The trial underway in the southern city of Katowice is the first of its kind in Poland, one of the few EU members which has not experienced an attack by jihadists.

The suspect was detained September 5, 2016 in Poland. If he is convicted, he could get between six months to eight years in prison.

Prosecutors alleged that "between December 2014 and September 2016 Mourad T. was involved with an armed crime organisation -- an international terrorist organisation called Islamic State."

They added that Mourad T. was an "accomplice" and "scout" of Abaaoud, who allegedly planned the November 2015 gun and suicide bomb attacks in Paris that killed 130 people.

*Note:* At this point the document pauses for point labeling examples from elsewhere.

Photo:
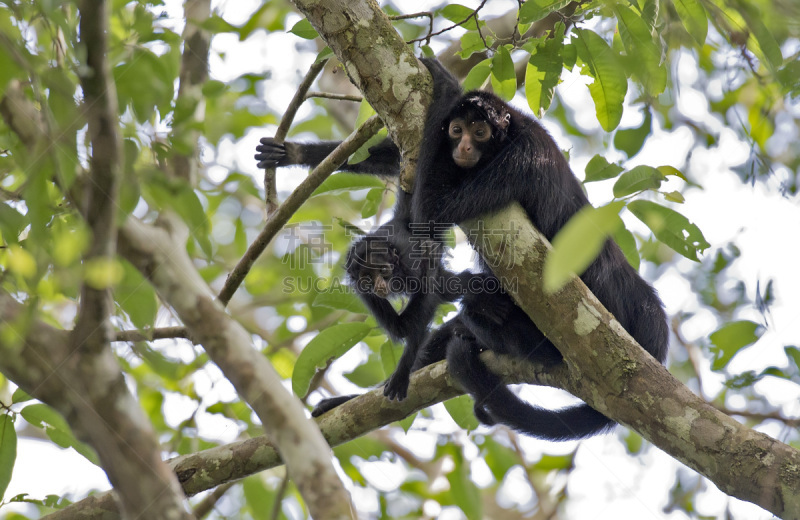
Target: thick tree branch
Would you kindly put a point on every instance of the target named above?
(381, 65)
(159, 254)
(91, 393)
(95, 398)
(209, 468)
(612, 373)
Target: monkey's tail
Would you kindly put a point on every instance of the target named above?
(573, 422)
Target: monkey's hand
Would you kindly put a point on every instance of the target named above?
(272, 154)
(396, 386)
(330, 403)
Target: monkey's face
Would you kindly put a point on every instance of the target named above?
(469, 139)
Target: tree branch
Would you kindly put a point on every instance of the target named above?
(282, 215)
(271, 191)
(612, 373)
(608, 369)
(193, 74)
(159, 255)
(98, 404)
(209, 468)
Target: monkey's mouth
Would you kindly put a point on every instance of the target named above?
(465, 162)
(381, 288)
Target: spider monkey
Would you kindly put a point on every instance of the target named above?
(478, 155)
(484, 155)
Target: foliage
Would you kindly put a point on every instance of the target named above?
(628, 53)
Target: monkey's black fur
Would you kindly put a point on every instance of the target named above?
(521, 163)
(408, 265)
(402, 263)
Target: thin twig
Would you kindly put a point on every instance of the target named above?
(270, 188)
(285, 211)
(427, 14)
(276, 504)
(329, 95)
(152, 334)
(474, 14)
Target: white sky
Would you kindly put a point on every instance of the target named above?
(608, 483)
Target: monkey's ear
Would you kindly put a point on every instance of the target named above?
(504, 120)
(394, 254)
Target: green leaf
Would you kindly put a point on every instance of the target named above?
(342, 182)
(732, 337)
(330, 343)
(543, 72)
(390, 354)
(627, 243)
(693, 17)
(631, 140)
(57, 429)
(499, 458)
(555, 462)
(20, 396)
(599, 169)
(478, 75)
(456, 13)
(324, 54)
(372, 203)
(463, 490)
(471, 43)
(304, 30)
(461, 410)
(610, 84)
(8, 451)
(367, 374)
(675, 196)
(406, 422)
(633, 442)
(671, 170)
(362, 153)
(793, 353)
(770, 48)
(136, 297)
(671, 228)
(12, 222)
(640, 178)
(650, 13)
(534, 10)
(579, 242)
(504, 78)
(644, 50)
(340, 297)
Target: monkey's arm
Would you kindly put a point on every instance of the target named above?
(384, 158)
(414, 319)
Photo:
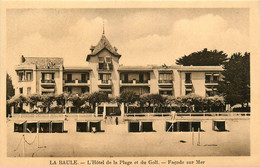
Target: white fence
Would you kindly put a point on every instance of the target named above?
(55, 115)
(212, 114)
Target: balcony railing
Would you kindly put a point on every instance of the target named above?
(205, 115)
(211, 81)
(104, 82)
(69, 81)
(75, 82)
(83, 81)
(105, 67)
(164, 81)
(188, 81)
(135, 82)
(48, 81)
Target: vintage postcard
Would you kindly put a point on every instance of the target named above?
(129, 83)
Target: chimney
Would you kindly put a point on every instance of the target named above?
(22, 59)
(92, 48)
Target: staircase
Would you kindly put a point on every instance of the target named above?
(112, 128)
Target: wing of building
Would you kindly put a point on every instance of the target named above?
(42, 75)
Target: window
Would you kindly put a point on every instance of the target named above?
(108, 59)
(19, 127)
(101, 59)
(69, 90)
(31, 127)
(187, 77)
(83, 77)
(20, 76)
(105, 77)
(28, 76)
(187, 92)
(69, 77)
(21, 90)
(47, 76)
(141, 78)
(83, 89)
(207, 78)
(29, 91)
(165, 92)
(125, 78)
(165, 78)
(215, 78)
(44, 127)
(82, 126)
(57, 127)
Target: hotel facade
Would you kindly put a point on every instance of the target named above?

Mourad T. met with Abaaoud in the Turkish city of Edirne in late 2014, along with Sofiane Amghar and Khalid Ben Larbi, two jihadists who were killed in an anti-terror raid in Belgium in 2015, the prosecutors said.

Abaaoud was killed in a dramatic police raid at an apartment in the Paris suburb of Saint-Denis on November 18, 2015, five days after the Paris carnage.

Mourad T. used several false identities and spent time in EU countries Austria, Greece, Hungary, as well as in non-members Turkey and Serbia.

Prosecutors added that they found instructions on how to make explosive devices and mentions of potential targets on a phone belonging to Mourad T.

Poland's domestic ABW counterintelligence agency nabbed the suspect after receiving a tip-off from its EU counterparts.

According to local media, the first intel came from the CIA.